简体   繁体   中英

Using static variable of another class in Hadoop Cluster

I've my hadoop program like below. I put snippets of relavent code. I pass the argument which reads BiG_DATA in main as true. In the main, "Working on Big data is printed". But When it comes to map method in RowPreMap class, the value of BIG_DATA is its initialize value of false. Not sure why this is happening. Am I missing something ? This works when I run this on a stand alone machine but not when I do this on a hadoop cluster. The jobs are handled by JobControl.
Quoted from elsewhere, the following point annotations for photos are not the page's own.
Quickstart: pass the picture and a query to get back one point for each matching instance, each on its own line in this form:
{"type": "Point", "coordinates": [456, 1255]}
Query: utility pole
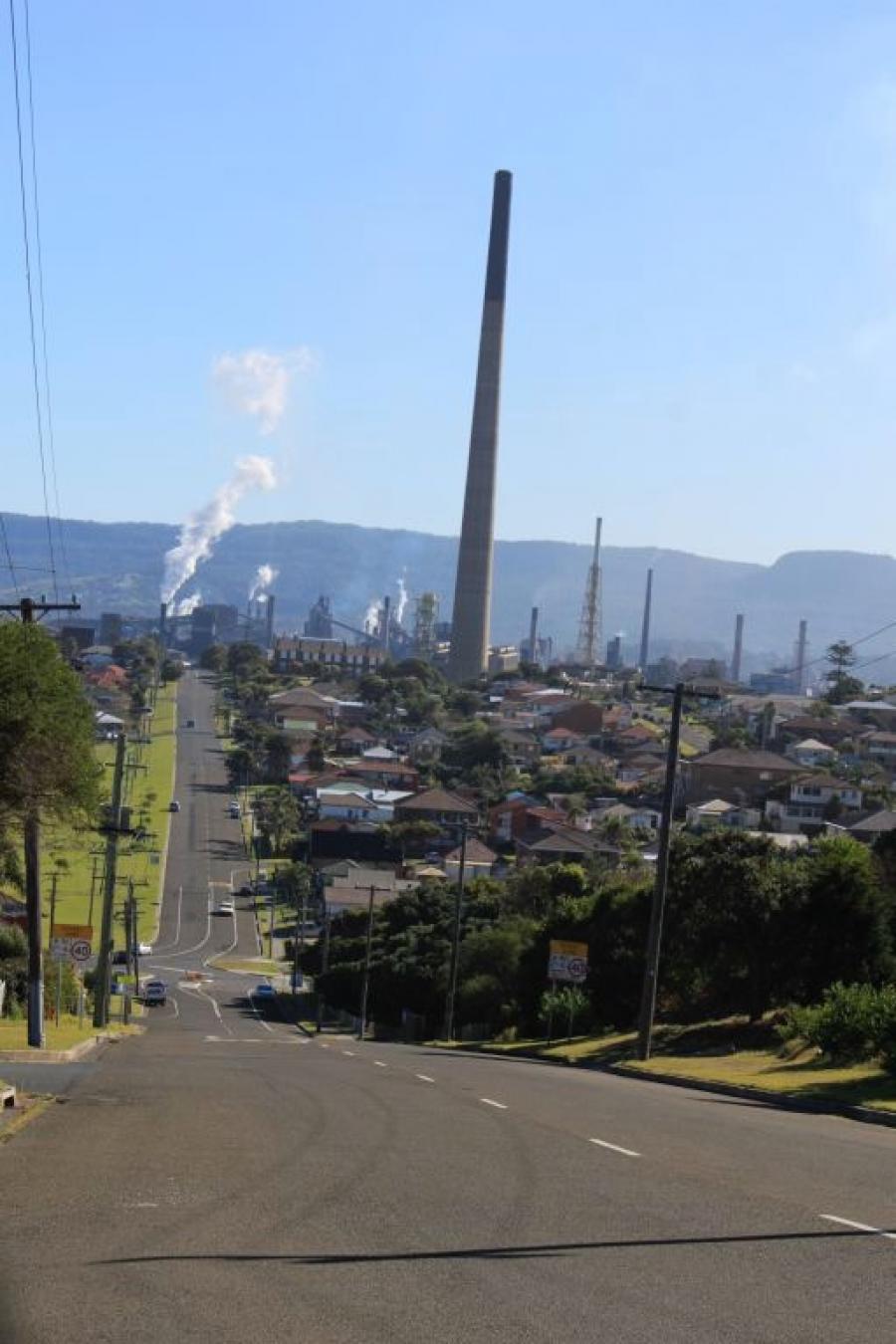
{"type": "Point", "coordinates": [101, 988]}
{"type": "Point", "coordinates": [26, 609]}
{"type": "Point", "coordinates": [456, 940]}
{"type": "Point", "coordinates": [319, 1021]}
{"type": "Point", "coordinates": [654, 932]}
{"type": "Point", "coordinates": [368, 951]}
{"type": "Point", "coordinates": [53, 928]}
{"type": "Point", "coordinates": [657, 909]}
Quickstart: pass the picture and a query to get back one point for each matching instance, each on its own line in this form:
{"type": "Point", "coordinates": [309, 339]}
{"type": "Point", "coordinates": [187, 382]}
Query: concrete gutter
{"type": "Point", "coordinates": [782, 1101]}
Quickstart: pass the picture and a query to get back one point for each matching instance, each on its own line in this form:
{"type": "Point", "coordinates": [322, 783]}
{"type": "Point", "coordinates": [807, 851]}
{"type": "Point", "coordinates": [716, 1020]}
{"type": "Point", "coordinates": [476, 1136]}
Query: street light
{"type": "Point", "coordinates": [456, 940]}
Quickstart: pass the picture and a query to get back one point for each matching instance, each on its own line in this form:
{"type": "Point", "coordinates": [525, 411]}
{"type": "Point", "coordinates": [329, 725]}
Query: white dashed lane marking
{"type": "Point", "coordinates": [858, 1228]}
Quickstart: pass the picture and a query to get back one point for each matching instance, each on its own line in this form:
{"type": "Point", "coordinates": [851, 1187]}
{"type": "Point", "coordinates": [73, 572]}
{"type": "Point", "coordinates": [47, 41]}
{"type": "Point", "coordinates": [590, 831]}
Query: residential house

Is it something with threads ?

public class UVDriver extends Configured implements Tool {

    public static class RowMPreMap extends MapReduceBase implements
            Mapper<LongWritable, Text, Text, Text> {

        private Text keyText = new Text();
        private Text valText = new Text();

        public void map(LongWritable key, Text value,
                OutputCollector<Text, Text> output, Reporter reporter)
                throws IOException {

            // Input: (lineNo, lineContent)

            // Split each line using seperator based on the dataset.
            String line[] = null;
            if (Settings.BIG_DATA)
                line = value.toString().split("::");
            else
                line = value.toString().split("\\s");

            keyText.set(line[0]);
            valText.set(line[1] + "," + line[2]);

            // Output: (userid, "movieid,rating")
            output.collect(keyText, valText);

        }
    }

    public static class Settings {

        public static boolean BIG_DATA = false;

        public static int noOfUsers = 0;
        public static int noOfMovies = 0;

        public static final int noOfCommonFeatures = 10;
        public static final int noOfIterationsRequired = 3;
        public static final float INITIAL_VALUE = 0.1f;

        public static final String NORMALIZE_DATA_PATH_TEMP = "normalize_temp";
        public static final String NORMALIZE_DATA_PATH = "normalize";
        public static String INPUT_PATH = "input";
        public static String OUTPUT_PATH = "output";
        public static String TEMP_PATH = "temp";

    }

    public static class Constants {

        public static final int BIG_DATA_USERS = 71567;
        public static final int BIG_DATA_MOVIES = 10681;
        public static final int SMALL_DATA_USERS = 943;
        public static final int SMALL_DATA_MOVIES = 1682;

        public static final int M_Matrix = 1;
        public static final int U_Matrix = 2;
        public static final int V_Matrix = 3;
    }

    public int run(String[] args) throws Exception {

        // 1. Pre-process the data.
        // a) Normalize
        // 2. Initialize the U, V Matrices
        // a) Initialize U Matrix
        // b) Initialize V Matrix
        // 3. Iterate to update U and V.

        // Write Job details for each of the above steps.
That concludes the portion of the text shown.